For now, northeast Scarborough has been abandoned — no Malvern, no UTSC “hook” — and Finch will have to make do with buses. I could not help contrasting the anti-LRT stance in Toronto, and the visceral objections to the taking of road space with a presentation later in the same meeting of a York VIVA status update. This included a photo of a brand new BRT station, one that would look right at home on St. Clair Avenue or on Sheppard East with an LRT train.
Will the Eglinton line ever be continuous to the airport, or is it doomed to end at Jane and connect there with an extended Mississauga busway? How would the good folks of Etobicoke along Eglinton react to a busway in the Richview Expressway lands? This proposal, which goes back twenty years, would, if built, take over the very land the TTC does not want to use for LRT. It will be amusing to see the flip-flops on what is “possible” to make an alternate plan work.
Whatever happened to Business Case Analysis, that hallmark of Metrolinx planning? Has the Eglinton LRT subway been re-evaluated given the extra cost, or are we back to the days of shuffling whatever money might be available between projects without regard to alternatives analysis? An all-underground Eglinton loses the benefits of LRT in a mixed surface/tunnel alignment.

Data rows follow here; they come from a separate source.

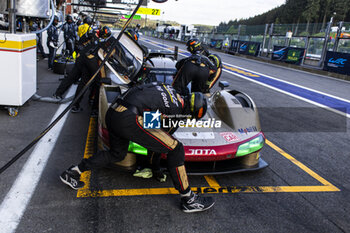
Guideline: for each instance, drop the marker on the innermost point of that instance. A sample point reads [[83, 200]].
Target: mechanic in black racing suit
[[70, 34], [201, 68], [85, 66], [125, 122]]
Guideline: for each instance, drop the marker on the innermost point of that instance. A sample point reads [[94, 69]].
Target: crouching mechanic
[[85, 65], [124, 121], [201, 68]]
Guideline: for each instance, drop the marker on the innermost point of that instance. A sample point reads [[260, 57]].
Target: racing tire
[[59, 65]]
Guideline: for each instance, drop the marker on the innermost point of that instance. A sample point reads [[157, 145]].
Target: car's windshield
[[126, 59], [161, 75]]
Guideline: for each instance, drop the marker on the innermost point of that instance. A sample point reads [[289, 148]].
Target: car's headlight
[[137, 149], [249, 147]]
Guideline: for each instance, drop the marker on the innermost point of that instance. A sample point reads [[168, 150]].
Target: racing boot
[[192, 202], [159, 175], [76, 109], [71, 177]]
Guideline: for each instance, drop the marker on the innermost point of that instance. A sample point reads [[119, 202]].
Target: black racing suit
[[125, 123], [85, 67], [197, 69], [52, 36], [70, 35]]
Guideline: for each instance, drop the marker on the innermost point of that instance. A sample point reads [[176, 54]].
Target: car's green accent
[[137, 149], [249, 147]]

Indeed, will we see a bait-and-switch on technology and have Eglinton wind up as ICTS, not LRT, just as its predecessor the SRT did a quarter-century ago? After all, Bruce McCuaig already kindly provided the press with an aerial photo of a Skytrain station, and this suggests that Metrolinx may be on its way to ditching conventional LRT completely. Bombardier, I am sure, would happily cancel the LRV contract for an untendered Eglinton project.
Everyone wants their lines built “now”, and I can’t help remembering what we were told when the original Transit City Phase I was stretched out over 10 years. Metrolinx claimed that the original faster plan might not have been possible because the construction industry could not absorb this much work at the same time. Strange how that constraint has disappeared now that additional or accelerated funding from Queen’s Park is not an issue.

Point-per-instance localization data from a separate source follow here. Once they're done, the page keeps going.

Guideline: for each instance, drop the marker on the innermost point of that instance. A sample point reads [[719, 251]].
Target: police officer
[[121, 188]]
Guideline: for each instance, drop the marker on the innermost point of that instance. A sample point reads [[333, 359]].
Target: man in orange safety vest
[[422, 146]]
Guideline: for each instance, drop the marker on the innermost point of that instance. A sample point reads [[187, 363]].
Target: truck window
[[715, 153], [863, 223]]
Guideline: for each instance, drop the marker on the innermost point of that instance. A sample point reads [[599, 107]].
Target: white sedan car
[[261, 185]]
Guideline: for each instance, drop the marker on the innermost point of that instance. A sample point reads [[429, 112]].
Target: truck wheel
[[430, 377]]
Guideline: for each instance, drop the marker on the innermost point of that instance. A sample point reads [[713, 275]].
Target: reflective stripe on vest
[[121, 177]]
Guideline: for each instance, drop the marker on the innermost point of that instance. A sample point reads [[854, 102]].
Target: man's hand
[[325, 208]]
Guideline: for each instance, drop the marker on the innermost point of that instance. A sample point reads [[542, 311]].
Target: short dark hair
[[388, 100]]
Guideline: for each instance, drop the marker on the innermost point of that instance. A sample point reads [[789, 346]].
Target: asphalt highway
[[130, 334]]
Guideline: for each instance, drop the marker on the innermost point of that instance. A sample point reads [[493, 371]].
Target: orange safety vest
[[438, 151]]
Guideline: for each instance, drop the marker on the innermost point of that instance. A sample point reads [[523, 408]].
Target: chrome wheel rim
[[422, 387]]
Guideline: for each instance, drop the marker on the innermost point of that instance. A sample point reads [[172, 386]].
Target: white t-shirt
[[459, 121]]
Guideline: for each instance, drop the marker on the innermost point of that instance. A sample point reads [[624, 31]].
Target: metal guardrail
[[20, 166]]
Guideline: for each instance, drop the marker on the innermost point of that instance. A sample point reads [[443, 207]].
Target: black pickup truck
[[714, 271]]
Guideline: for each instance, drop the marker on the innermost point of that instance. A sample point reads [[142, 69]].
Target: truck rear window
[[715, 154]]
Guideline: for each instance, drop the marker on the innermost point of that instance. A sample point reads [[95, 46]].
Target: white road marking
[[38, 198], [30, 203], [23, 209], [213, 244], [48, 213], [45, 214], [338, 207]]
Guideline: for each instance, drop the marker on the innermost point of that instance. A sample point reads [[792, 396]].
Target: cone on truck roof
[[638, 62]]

During the era of “Metrolinx I”, the board filled with politicians, Mayor Miller had an ongoing fight to get recognition for Transit City and LRT, and he won out in the end. Indeed, there are now Metrolinx-backed proposals for LRT in Mississauga and Hamilton, and LRT plans are afoot in Ottawa and Kitchener-Waterloo. The proposals are not perfect, but they have, at least, political respectability. When we got “Metrolinx II”, a board of business people and transit experts, politics was supposed to be banished from the room. Now Mayor Ford, not even a member of the Metrolinx board, is driving major changes in the plan and fundamental principles of The Big Move may be ignored. Distant, ghostly laughter from the original Board might be appropriate here.
Finally, I cannot help commenting on the irony of so much funny money sloshing around the meeting room. I almost expected to find sheets of photocopied $100 bills stuck to my boots on the way out the door. The TTC has a huge funding crisis on its capital budget thanks to a city that would rather freeze taxes than spend on investment, and a Provincial government that wants us to make do with a paltry $150-million or so in gas tax revenue. Meanwhile, there are billions for new construction, and not a word about who will pay to actually run these lines once they begin operation.
2012 will almost certainly bring more TTC service cuts, and who knows what “system” will exist by the time the first of the new routes opens for business. Metrolinx and Queen’s Park treat local operations in Toronto as “not their business” while professing that better transport is vital to the GTA’s economy. Must the stench of overcrowded, unreliable, unsafe service brew under Queen’s Park before this changes, or will we continue to see only monuments, billions of construction spending, while the TTC rots around us?